We can elect not to save the index with the DataFrame by passing `False` to the `index` parameter of `to_csv()`:

In [9]:
avg_year_by_man_df.to_csv('../data/avg_year_by_man.csv', index = False)

And then check our result again:

In [10]:
pd.read_csv('../data/avg_year_by_man.csv').head()

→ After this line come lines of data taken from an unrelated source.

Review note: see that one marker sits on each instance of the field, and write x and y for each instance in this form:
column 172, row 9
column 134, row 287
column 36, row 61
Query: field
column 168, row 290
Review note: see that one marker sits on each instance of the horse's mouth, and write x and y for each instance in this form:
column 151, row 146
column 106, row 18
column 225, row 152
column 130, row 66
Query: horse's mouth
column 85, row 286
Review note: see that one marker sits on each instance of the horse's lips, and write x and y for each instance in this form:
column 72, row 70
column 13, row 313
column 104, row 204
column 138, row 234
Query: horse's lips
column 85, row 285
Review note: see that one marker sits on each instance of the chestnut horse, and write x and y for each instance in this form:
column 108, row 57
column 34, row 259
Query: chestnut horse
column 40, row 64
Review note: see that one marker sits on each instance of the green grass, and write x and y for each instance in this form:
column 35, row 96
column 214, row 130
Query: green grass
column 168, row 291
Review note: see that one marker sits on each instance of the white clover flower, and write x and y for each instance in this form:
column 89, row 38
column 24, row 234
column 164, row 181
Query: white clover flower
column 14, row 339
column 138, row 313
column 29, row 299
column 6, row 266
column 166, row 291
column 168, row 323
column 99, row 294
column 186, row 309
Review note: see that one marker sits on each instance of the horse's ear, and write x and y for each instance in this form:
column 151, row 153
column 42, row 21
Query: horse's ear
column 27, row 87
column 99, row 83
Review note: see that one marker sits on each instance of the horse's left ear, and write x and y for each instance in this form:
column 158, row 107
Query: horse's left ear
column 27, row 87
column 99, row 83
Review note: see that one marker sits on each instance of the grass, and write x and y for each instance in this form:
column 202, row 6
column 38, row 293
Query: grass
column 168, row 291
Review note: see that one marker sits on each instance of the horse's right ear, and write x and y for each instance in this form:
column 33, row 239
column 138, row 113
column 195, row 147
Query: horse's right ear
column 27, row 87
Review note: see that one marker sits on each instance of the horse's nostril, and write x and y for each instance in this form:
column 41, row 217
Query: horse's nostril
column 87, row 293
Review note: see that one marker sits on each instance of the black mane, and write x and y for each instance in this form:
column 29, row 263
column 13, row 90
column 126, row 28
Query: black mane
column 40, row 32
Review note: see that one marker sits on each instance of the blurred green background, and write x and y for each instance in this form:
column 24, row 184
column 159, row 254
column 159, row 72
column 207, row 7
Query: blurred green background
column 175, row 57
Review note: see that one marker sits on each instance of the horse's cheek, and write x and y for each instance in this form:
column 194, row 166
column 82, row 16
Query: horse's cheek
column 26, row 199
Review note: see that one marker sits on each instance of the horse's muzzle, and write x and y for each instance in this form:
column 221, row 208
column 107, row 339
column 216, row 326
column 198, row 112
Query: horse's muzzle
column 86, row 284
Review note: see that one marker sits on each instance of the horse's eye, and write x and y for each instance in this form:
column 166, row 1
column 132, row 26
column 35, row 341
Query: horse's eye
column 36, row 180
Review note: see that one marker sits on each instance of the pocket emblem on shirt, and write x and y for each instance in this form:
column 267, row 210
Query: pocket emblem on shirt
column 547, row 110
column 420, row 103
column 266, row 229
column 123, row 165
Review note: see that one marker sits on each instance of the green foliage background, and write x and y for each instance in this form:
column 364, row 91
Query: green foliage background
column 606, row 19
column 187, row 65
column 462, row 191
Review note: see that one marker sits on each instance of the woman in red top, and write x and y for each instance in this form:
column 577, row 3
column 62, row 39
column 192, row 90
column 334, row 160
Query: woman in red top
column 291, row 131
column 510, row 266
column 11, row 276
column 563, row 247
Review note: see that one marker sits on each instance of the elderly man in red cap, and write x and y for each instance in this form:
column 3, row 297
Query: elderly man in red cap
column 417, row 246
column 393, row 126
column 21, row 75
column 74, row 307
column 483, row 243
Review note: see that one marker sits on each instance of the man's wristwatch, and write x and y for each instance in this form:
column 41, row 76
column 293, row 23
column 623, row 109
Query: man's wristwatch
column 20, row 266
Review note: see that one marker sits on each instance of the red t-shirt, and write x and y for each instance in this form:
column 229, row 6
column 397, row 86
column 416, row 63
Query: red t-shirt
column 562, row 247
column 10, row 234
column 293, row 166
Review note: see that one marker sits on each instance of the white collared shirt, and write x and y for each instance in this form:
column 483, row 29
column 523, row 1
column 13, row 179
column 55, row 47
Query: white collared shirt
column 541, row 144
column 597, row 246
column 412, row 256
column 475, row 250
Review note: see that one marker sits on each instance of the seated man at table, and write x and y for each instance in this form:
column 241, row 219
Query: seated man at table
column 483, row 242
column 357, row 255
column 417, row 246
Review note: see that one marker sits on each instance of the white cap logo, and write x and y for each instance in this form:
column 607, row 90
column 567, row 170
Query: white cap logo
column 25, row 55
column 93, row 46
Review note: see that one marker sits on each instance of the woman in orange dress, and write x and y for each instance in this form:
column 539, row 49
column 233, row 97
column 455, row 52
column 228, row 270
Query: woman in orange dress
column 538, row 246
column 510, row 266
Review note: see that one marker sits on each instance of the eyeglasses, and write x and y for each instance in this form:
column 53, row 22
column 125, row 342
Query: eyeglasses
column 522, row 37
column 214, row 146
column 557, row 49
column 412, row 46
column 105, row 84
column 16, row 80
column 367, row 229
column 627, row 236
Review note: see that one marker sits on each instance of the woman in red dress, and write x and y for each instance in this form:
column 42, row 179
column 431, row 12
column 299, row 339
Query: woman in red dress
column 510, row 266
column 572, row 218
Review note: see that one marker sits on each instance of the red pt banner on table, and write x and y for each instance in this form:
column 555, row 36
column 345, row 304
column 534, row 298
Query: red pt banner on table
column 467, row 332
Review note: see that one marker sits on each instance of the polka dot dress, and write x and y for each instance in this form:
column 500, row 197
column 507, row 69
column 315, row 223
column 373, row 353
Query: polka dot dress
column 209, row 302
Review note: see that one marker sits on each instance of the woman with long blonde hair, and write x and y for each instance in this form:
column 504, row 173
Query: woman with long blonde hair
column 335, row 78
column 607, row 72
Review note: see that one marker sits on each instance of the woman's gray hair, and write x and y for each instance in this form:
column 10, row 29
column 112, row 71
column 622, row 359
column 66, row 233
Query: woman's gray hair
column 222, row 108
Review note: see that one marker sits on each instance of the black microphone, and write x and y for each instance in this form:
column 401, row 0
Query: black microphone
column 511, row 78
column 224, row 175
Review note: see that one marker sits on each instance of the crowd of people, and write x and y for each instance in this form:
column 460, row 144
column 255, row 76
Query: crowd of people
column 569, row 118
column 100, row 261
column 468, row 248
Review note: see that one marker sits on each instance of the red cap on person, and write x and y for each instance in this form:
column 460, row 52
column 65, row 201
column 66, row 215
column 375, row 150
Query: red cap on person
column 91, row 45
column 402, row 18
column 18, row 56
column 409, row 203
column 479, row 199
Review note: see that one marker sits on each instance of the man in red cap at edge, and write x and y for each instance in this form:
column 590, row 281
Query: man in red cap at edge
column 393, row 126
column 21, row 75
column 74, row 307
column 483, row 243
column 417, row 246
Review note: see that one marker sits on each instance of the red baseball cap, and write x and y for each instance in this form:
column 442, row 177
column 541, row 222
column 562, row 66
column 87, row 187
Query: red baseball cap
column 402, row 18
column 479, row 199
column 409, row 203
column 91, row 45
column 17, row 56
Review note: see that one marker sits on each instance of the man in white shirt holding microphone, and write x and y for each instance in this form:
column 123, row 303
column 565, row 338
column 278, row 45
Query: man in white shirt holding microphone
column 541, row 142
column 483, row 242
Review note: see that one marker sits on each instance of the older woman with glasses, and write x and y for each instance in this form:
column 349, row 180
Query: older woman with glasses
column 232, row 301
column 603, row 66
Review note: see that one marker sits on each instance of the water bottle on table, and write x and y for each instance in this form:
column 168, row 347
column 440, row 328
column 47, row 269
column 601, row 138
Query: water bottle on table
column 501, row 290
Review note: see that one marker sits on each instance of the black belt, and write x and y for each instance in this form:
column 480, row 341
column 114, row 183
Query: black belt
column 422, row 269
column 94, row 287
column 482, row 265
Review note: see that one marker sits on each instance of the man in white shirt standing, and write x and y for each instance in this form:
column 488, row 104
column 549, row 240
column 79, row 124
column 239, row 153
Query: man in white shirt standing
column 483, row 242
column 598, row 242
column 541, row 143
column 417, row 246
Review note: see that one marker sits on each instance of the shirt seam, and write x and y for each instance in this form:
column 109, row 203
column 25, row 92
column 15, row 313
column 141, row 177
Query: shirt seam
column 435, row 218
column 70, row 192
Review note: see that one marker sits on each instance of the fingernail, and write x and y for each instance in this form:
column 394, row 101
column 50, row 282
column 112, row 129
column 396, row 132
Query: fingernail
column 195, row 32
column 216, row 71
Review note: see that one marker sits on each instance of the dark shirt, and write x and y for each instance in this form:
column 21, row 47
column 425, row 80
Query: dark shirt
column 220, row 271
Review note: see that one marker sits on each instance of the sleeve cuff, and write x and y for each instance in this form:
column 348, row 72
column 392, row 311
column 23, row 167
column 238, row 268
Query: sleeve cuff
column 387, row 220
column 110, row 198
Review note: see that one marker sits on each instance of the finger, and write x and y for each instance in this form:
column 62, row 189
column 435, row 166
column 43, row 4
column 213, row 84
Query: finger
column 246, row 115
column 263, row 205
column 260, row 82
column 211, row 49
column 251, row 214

Unnamed: 0,manufacturer,year
0,AGUSTA SPA,2001.0
1,AIRBUS,2007.20122
2,AIRBUS INDUSTRIE,1998.233333
3,AMERICAN AIRCRAFT INC,
4,AVIAT AIRCRAFT INC,2007.0


The `to_csv()` method has similar parameters to `read_csv()`. A few examples:

* `sep` - the data's delimter
* `header` - whether or not to write out the column names

Full documentation can be pulled up by running the method name followed by a question mark:

In [11]:
pd.DataFrame.to_csv?

<font class="your_turn">
    <strong>Your Turn</strong>
</font>

1. Exporting data is copying data from Python's ________ to the ________. 
2. Fill in the blanks to fix the following code:

   ```python
   import pandas as pd
   flights_df = pd.________('../data/flights.csv')
   flights_to_cvg_df = flights_df[flights_df[________] == 'CVG']
   flights_to_cvg_df.________('../data/flights_to_cvg.csv', ________ = False)
   ```

## Exporting Other Files

Recall being exposed to the importing of JSON and Pickle files -- now we will see how to save them.

### JSON Files

Take a look at the below `dict`:

In [12]:
dict_example = {
    "first": "Guido",
    "last": "van Rossum"
}

And then we can save it as a JSON file using the `with` statement and the `dump` function from the `json` library:

In [13]:
import json
with open('../data/dict_example_export.json', 'w') as f:
    f.write(json.dumps(dict_example))

We can then reimport this to verify we saved it correctly:

In [14]:
with open('../data/dict_example_export.json', 'r') as f:
    imported_json = json.load(f)

In [15]:
type(imported_json)

dict

In [16]:
imported_json

{'first': 'Guido', 'last': 'van Rossum'}

### Pickle Files

<font class="question">
    <strong>Question</strong>:<br><em>What are Pickle files?</em>
</font>

Python's native data files are known as **Pickle** files:

* All Pickle files have the `.pickle` extension

* Pickle files are great for saving native Python data that can't easily be represented by other file types
  * Pre-processed data
  * Models
  * Any other Python object...

#### Exporting Pickle Files

Pickle files can be exported using the `pickle` library paired with the `with` statement and the `open()` function:

In [17]:
import pickle
with open('../data/pickle_example_export.pickle', 'wb') as f:
    pickle.dump(dict_example, f)

We can then reimport this to verify we saved it correctly:

In [18]:
with open('../data/pickle_example_export.pickle', 'rb') as f:
    imported_pickle = pickle.load(f)

In [19]:
type(imported_pickle)

dict

In [20]:
imported_pickle

{'first': 'Guido', 'last': 'van Rossum'}

# Questions

Are there any questions before we move on?